Having spent many of her waking hours on the floor mat in her room during the last 6 days, Talitha decided that today she would change things up a bit. She played in her hospital crib for large chunks of the time and also sat for long stretches on the recliner that pulls out into a bed.
The eating is still happening in spurts while her drinking is more consistent. She threw up again this morning after downing a whole cup of milk so the nurse suggested the obvious that we may want to consider giving her less to drink first thing until she is past the morning nausea that most all bone marrow transplant patients experience.
The stricter, non-microbial diet can be annoying as it limits the selection of foods available--especially when it’s items we know she’ll eat. Just have to take it as it comes some days and avoid getting bent out of shape which is always an easier but totally unproductive choice.
Speaking of unproductive choices, I recently noticed there was too much sarcasm and put-downs happening in our home which almost always leads to tears and/or hurt feelings.

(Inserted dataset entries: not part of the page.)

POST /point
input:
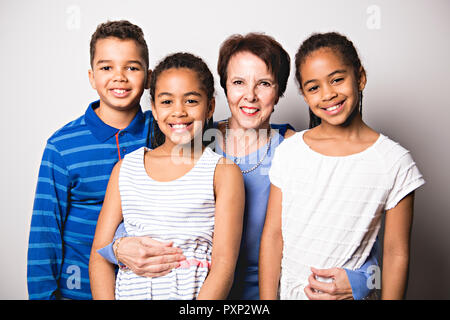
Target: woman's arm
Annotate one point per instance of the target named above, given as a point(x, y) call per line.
point(271, 248)
point(143, 255)
point(230, 198)
point(397, 231)
point(101, 272)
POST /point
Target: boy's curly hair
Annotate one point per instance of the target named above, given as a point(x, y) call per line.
point(123, 30)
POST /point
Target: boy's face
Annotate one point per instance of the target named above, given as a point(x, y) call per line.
point(119, 73)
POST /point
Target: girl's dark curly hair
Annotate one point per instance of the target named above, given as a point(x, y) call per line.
point(176, 61)
point(339, 44)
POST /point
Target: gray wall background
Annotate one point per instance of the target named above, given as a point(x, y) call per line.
point(404, 46)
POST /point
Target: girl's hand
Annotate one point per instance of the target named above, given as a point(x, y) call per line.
point(147, 257)
point(338, 289)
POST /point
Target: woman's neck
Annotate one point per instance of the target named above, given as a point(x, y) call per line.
point(239, 141)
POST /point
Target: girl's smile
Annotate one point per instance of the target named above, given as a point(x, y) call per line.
point(334, 109)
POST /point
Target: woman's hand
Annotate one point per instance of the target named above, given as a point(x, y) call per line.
point(338, 289)
point(147, 257)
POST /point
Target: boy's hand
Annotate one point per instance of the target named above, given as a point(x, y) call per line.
point(338, 289)
point(147, 257)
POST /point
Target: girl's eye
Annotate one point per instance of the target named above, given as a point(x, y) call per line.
point(337, 80)
point(313, 88)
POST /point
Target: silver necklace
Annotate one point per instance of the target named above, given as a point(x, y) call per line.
point(235, 158)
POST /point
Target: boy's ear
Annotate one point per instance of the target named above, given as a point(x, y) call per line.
point(147, 82)
point(362, 79)
point(212, 107)
point(91, 79)
point(153, 110)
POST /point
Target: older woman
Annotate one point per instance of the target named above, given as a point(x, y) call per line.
point(253, 71)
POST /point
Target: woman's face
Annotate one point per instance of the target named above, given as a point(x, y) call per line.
point(251, 91)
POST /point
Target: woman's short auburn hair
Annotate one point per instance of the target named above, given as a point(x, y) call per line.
point(263, 46)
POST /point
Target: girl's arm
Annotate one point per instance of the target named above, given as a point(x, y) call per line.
point(230, 198)
point(101, 272)
point(397, 233)
point(271, 248)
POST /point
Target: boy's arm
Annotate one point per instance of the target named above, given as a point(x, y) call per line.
point(230, 200)
point(271, 248)
point(397, 231)
point(45, 252)
point(101, 272)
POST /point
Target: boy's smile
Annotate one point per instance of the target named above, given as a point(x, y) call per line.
point(119, 74)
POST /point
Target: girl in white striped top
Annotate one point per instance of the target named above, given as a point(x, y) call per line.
point(332, 184)
point(180, 192)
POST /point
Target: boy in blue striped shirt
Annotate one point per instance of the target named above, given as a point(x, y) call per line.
point(78, 160)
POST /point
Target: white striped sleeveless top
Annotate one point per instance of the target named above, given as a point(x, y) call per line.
point(182, 211)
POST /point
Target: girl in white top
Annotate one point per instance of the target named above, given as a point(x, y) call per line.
point(180, 192)
point(331, 184)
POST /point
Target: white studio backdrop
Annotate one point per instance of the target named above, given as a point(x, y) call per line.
point(403, 45)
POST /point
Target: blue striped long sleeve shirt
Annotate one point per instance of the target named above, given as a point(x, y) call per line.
point(73, 176)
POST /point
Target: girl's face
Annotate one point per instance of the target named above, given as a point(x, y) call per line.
point(181, 106)
point(330, 87)
point(251, 91)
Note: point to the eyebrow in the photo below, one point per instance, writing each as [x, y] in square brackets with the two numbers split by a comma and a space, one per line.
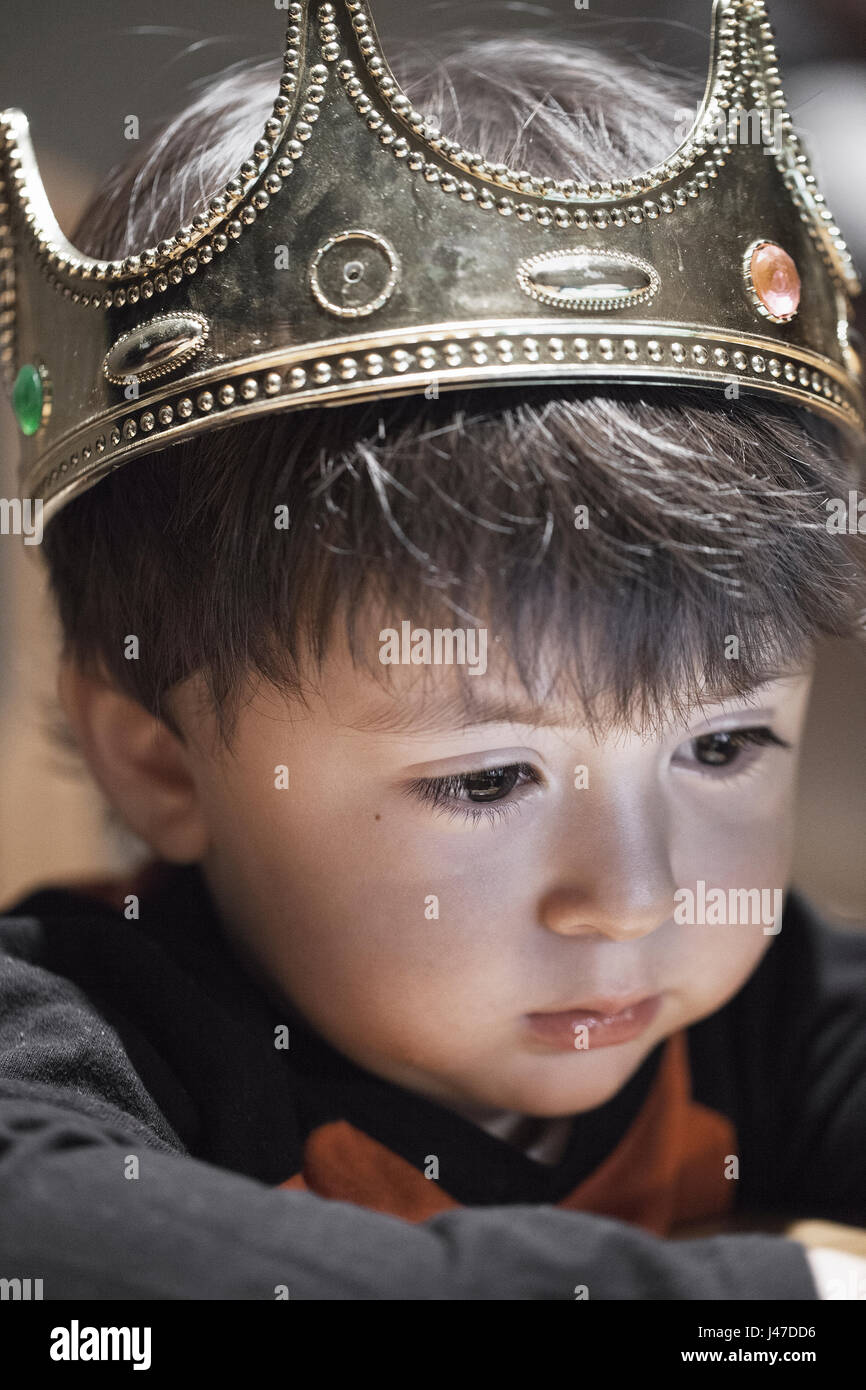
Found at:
[451, 712]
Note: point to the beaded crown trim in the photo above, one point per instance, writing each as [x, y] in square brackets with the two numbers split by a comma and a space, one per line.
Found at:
[412, 264]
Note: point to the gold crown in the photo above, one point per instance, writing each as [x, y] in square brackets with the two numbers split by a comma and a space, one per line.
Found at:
[360, 253]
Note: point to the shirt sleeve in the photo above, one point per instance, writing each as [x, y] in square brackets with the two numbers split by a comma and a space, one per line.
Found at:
[99, 1198]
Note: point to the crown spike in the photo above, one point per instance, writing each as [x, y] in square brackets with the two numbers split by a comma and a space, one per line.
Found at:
[406, 262]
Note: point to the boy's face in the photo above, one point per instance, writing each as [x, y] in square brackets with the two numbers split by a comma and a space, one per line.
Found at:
[420, 936]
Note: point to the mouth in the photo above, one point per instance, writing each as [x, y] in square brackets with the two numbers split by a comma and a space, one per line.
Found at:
[595, 1023]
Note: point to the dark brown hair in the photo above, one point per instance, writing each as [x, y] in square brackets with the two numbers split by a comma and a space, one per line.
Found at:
[705, 516]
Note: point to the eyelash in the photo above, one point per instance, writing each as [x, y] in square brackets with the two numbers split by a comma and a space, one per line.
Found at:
[441, 794]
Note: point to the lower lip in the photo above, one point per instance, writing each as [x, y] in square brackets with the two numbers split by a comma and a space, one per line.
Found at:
[578, 1030]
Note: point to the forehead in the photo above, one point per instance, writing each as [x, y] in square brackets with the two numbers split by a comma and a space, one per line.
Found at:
[374, 698]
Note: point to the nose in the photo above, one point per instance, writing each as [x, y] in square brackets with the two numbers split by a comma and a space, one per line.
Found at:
[623, 890]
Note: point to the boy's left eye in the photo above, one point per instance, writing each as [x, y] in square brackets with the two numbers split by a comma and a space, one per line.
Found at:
[729, 748]
[489, 792]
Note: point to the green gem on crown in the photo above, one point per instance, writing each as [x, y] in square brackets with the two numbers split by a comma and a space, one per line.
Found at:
[28, 399]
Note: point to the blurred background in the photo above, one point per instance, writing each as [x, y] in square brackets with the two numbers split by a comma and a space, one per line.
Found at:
[78, 71]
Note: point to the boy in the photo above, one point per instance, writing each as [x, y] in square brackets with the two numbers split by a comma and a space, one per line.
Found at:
[430, 937]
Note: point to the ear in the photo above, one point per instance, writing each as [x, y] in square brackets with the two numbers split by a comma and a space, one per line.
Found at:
[142, 767]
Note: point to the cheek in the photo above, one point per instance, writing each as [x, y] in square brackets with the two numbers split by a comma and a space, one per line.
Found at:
[362, 923]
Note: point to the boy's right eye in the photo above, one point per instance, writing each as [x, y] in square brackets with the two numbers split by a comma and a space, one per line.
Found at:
[474, 794]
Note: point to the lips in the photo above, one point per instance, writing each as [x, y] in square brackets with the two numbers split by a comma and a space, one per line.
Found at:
[595, 1023]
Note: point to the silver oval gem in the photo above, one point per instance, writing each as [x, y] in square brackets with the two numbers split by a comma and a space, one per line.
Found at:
[156, 348]
[588, 278]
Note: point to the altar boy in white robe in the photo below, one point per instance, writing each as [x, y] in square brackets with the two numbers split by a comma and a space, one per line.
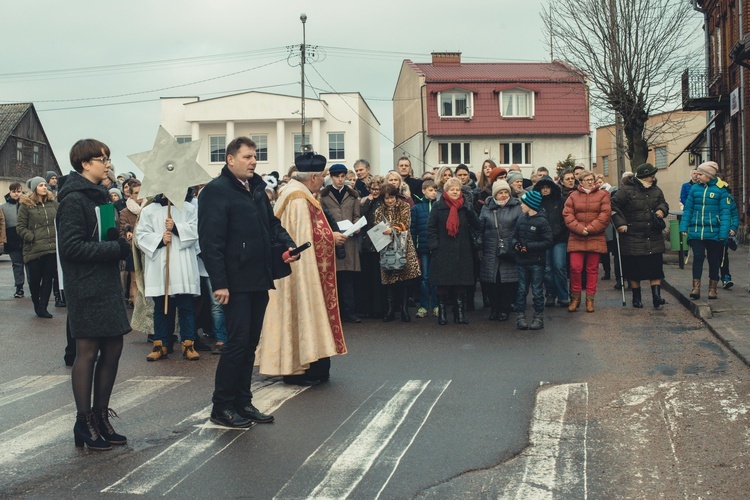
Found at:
[155, 236]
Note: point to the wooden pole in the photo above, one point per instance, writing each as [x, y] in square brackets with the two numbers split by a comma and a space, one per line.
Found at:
[166, 270]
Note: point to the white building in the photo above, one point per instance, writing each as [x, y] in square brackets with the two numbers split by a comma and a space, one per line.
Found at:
[339, 126]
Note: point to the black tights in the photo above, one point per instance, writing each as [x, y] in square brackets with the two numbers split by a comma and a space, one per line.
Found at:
[101, 373]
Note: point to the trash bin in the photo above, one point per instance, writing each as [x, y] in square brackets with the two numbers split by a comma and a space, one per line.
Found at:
[674, 236]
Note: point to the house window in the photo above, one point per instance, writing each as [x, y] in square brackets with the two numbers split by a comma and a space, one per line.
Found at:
[453, 153]
[517, 104]
[660, 157]
[261, 150]
[298, 142]
[218, 148]
[455, 104]
[336, 146]
[515, 152]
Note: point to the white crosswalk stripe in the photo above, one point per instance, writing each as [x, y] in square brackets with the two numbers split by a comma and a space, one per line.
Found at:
[24, 387]
[164, 472]
[24, 442]
[369, 444]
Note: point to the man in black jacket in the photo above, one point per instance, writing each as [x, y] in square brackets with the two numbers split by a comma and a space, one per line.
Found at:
[237, 227]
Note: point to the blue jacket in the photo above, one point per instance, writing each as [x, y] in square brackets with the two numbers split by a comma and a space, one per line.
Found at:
[707, 214]
[420, 214]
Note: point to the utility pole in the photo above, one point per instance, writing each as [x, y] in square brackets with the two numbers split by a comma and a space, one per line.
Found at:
[303, 18]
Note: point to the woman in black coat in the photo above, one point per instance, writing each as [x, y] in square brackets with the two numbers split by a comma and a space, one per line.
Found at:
[97, 317]
[450, 230]
[637, 208]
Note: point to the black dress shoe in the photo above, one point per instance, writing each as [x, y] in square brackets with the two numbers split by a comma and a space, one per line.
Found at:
[230, 418]
[199, 345]
[253, 414]
[301, 380]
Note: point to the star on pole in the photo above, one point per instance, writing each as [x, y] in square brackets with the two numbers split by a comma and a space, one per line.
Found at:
[170, 168]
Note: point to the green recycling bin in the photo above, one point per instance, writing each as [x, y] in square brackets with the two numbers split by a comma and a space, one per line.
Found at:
[674, 236]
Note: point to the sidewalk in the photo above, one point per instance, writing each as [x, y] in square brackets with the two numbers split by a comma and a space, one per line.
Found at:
[728, 317]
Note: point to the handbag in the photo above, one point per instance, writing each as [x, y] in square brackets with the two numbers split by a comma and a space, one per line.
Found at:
[503, 249]
[393, 257]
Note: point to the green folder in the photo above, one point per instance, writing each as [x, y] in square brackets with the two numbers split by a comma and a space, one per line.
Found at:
[105, 219]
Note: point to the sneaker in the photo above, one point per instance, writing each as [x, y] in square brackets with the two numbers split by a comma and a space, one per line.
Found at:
[158, 352]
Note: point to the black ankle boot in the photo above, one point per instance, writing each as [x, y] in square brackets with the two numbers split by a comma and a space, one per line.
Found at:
[460, 311]
[656, 296]
[637, 298]
[405, 309]
[442, 319]
[105, 428]
[86, 431]
[390, 313]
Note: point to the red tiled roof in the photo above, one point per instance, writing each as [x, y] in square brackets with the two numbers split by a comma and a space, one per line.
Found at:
[561, 106]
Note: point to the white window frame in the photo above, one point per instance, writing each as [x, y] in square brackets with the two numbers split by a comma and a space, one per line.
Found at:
[342, 143]
[221, 151]
[464, 153]
[517, 93]
[660, 151]
[527, 149]
[453, 93]
[261, 151]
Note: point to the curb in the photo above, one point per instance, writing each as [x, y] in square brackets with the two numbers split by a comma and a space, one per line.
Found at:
[703, 312]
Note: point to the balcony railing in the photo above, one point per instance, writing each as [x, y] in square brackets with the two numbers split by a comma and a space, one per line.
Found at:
[703, 90]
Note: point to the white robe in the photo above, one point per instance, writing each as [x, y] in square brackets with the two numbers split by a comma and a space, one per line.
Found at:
[183, 251]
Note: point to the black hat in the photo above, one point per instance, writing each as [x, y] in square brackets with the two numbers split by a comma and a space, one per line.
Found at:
[310, 162]
[645, 170]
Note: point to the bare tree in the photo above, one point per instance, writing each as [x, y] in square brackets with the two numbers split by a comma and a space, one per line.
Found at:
[633, 53]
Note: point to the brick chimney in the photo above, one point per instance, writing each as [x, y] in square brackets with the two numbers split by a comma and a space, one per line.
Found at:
[446, 58]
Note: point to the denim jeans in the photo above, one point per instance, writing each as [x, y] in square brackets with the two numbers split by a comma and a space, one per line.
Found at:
[555, 272]
[164, 323]
[530, 276]
[702, 249]
[428, 294]
[217, 314]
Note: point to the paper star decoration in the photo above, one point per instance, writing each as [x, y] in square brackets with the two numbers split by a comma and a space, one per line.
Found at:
[170, 168]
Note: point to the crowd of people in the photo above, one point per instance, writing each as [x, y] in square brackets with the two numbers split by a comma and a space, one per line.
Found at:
[425, 242]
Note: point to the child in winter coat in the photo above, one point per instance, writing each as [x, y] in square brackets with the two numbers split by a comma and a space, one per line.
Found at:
[531, 240]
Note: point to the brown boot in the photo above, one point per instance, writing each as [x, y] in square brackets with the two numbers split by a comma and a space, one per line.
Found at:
[695, 293]
[158, 352]
[589, 302]
[189, 352]
[712, 284]
[575, 301]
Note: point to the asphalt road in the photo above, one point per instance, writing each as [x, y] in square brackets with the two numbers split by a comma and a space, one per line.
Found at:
[620, 403]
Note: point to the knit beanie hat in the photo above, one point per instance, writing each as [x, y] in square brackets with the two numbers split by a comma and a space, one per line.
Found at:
[710, 168]
[514, 175]
[495, 173]
[532, 198]
[34, 182]
[498, 186]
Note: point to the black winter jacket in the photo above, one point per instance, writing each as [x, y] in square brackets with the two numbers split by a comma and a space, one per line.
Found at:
[236, 228]
[535, 234]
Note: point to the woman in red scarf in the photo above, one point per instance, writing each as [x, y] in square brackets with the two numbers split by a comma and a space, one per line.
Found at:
[450, 231]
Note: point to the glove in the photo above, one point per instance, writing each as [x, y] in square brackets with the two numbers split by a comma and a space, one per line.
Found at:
[124, 248]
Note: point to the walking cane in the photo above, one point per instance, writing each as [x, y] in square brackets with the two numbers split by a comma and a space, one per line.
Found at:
[619, 260]
[166, 270]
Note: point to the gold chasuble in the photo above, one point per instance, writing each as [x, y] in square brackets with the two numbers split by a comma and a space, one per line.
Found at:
[302, 322]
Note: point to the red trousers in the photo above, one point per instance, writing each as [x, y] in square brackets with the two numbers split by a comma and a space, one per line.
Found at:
[579, 261]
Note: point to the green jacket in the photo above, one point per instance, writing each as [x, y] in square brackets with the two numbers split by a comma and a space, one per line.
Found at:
[36, 227]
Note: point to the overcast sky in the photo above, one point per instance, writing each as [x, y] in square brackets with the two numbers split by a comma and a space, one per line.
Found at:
[88, 65]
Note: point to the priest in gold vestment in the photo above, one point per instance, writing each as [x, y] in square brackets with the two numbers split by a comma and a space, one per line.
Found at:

We try to have a family night once a week where, among other things, we take turns teaching a short lesson about something we’ve learned that can help us be better and do better in life. So during one of these family nights, I used my turn to teach as an opportunity to address my concerns about how we sometimes weren't treating each other very nicely.
I rounded up a big box of wooden blocks from the play room and had everyone sit down on the floor in a circle. Then I had each family member take a turn building something with blocks. But before they could ever get very far, I bluntly knocked what they were building down with exaggerated rudeness.
This shocked everyone the first couple times, then they began to expect it and even guard against it. But, as it is so easy to knock down wooden blocks, I had no trouble finding a way to do it myself or enlist the help of one of the other onlookers.
With that visual in mind, I shared my concerns that rudeness, put-downs, or anything derogatory that we say or do to each other are all really easy to do and take no imagination or creativity. Tearing down, whether it’s wooden blocks or another individual, is so easy. Anyone can do it. That’s why the villains in most any movie seem to be able to wreak such havoc to make life miserable for others or to slow down the hero.
It takes effort, creativity, and a pack of godly virtues to lift others and be builders.
Now, we don’t have to go around being a superhero, but with a little effort, patience, and love, we can do a lot better than your run-of-the mill villain. And the better results we'll get from those efforts will, over time, bring us peace, happiness, and joy—true success!
Christ is our great example of all that is good and right. He is all about lifting and raising us up. We feel good when Christ is in our life because He inspires courage, confidence, and hope. He showed us a better way than what the world offers. Christ’s way is about life and light, creativity and intelligence. We really can rise above the negative and all its miserable-ness.
But it starts with taking the higher ground which usually involves some climbing.
I’m really, really grateful for Christ who always took the higher ground. These words from one of the hymns we sing in my church are all about the power of Christ to lift, rescue, and save us as He leads us to His higher ground:
The Lord is my Shepherd; no want shall I know.
I feed in green pastures; safe-folded I rest.
He leadeth my soul where the still waters flow,
Restores me when wand’ring, redeems when oppressed.
Thru the valley and shadow of death though I stray,
Since thou art my Guardian, no evil I fear.
Thy rod shall defend me, thy staff be my stay.
No harm can befall with my Comforter near.
In the midst of affliction my table is spread.
With blessings unmeasured my cup runneth o’er.
With perfume and oil thou anointest my head.
Oh, what shall I ask of thy providence more?